How to get good quality shadows from static sky light?

Hello!

I’m having issue with illuminating my scene with sky light.

On a screenshot below, light is baked with static skylight and stationary directional light. Directional light gives nice baked shadows, including shadows from light bounces. However, as you can see, there is also a lot of “noise” around it - it’s what I get from baking skylight.

I want to achieve a smooth “glow” effect around the place where directional light hits the room. But no matter what settings to I use for lightmass, my skylight shadows are dreadful!

Is there a trick for illuminating scenes with skylight correctly?

Bed’s lightmap resolution is 512 (the frame is separate from sheets and the pillow, so it’s 512 for the frame only)

Static light level scale 0,1.
Indirect lighting quality 10.
Indirect lighting smoothness 1.

No cubemap.

I do have portals and lightmass importance volume.

I did not turn off the compression, but I’ll try it next.

I tried to to bake only skylight, without direct light source, to test the results. And it gives this nasty noise where its most intense light hits the surface. Indirect shadows are good, however.
The entire scene looks great, except for those parts where sunlight from skylight hits surfaces.

If I turn off sky light, and bake only directional light. then all the direct shadows AND indirect shadows are good. But the scene is not lit properly w/o skylight.

Hi!

I would raise the lightmap resolution of the bed.
Turn off compression on your lightmaps…
…and would raise indirect lighting quality to 4-10!
Are you using a HDRI cubemap? Do you have portal(s) in your opening(s)? …lightmass importance volume?

Do you have any emissive light in the scene?
What is the number of Skylight bounces? …yeah those usually come with skylight…
Also… any 2 sided materials?

I’ve baked the light w/o compression. As you can see, places where lighting from skylight touch surfaces are all terrible nonetheless.

I have two-sided plants and some paper.

No emissive lights (I haven’t even touched that yet, don’t even know how to use it).

Number of indirect bounces 10, skylight bounces 5

What is your Skylight intensity? …any extra turned on like higher illumination than the default 1?
…for a reason you don’t get enough samples that’s why the spots… are these production bakes?

Skylight intensity is set to 3. Skylight indirect lighting intensity 5. I tried baking skylight with intensity 1, but it’s still the same, except everything is darker.

This is medium bakes. I tried production bakes, but it’s not much different - skylight still messed up.

I’ve created new project, imported some of my meshes, and set up a scene with minimum stuff in it and similar lighting settings.

Here’s how it looks with ONLY directional light baked:

And this is how it looks with ONLY skylight baked:

Baked directional light looks great. Skylight, however, looks absolutely terrible. I can’t figure out why!

Yes those are familiar… seen them a LOT! :smiley: :S But with those settings you shouldn’t have had them…
…would you mind sharing any of your scene (privately)?

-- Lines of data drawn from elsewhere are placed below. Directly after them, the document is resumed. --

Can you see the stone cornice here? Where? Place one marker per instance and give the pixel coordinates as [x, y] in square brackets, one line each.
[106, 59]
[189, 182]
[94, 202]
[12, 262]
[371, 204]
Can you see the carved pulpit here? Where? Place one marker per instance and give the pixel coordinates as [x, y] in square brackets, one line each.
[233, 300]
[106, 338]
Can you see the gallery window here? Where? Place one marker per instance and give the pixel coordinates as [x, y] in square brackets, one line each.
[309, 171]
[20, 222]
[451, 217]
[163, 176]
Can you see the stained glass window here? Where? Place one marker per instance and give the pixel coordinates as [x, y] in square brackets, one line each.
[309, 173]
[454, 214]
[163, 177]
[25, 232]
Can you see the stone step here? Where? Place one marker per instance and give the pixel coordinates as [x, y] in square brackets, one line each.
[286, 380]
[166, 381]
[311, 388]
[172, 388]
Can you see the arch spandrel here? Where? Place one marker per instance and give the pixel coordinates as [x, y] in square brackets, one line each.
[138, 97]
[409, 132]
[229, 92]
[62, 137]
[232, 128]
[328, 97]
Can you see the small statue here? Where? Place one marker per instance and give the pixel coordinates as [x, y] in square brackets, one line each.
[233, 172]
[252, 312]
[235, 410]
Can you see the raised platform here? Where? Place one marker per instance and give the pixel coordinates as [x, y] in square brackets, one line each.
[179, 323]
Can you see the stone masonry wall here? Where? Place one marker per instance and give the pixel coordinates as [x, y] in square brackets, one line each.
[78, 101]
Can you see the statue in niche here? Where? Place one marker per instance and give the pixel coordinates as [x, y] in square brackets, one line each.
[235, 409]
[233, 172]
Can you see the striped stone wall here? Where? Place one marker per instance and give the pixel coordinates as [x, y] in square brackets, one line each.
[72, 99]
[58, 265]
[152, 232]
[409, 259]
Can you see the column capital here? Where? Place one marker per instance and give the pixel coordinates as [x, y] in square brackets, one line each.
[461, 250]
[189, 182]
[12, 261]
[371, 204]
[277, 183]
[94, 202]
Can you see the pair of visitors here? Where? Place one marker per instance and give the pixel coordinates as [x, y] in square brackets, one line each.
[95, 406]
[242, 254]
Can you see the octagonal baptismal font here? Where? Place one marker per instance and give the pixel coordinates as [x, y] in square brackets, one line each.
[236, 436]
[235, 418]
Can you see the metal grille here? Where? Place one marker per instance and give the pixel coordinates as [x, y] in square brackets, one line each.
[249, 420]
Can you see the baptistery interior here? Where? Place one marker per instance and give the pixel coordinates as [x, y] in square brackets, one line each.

Would be easier for me than just guessing! :wink:

How do I do that? I can’t seem to find a way to send a private message in here… Am I blind?

I figured out what was causing the issue.

I turned sun brightness on sky sphere from 50 to 300, because I wanted to get the smooth glow of the sun disk, instead of it being just a white circle in the sky.

And because of that, skylight went crazy, and made that terrible shadow noise everywhere.

I thought sun brightness on sky sphere was purely cosmetic. But I misunderstood how skylight component works.

After I set sun brightness back to 50, my scene is lit correctly. However, now I can’t make the sun to be “glowing”. If I crank up bloom in post process, it messes up reflections so badly that they become blinding, filling the entire screen with white. And I can’t increase sun brightness on sky shpere either, as it turns out.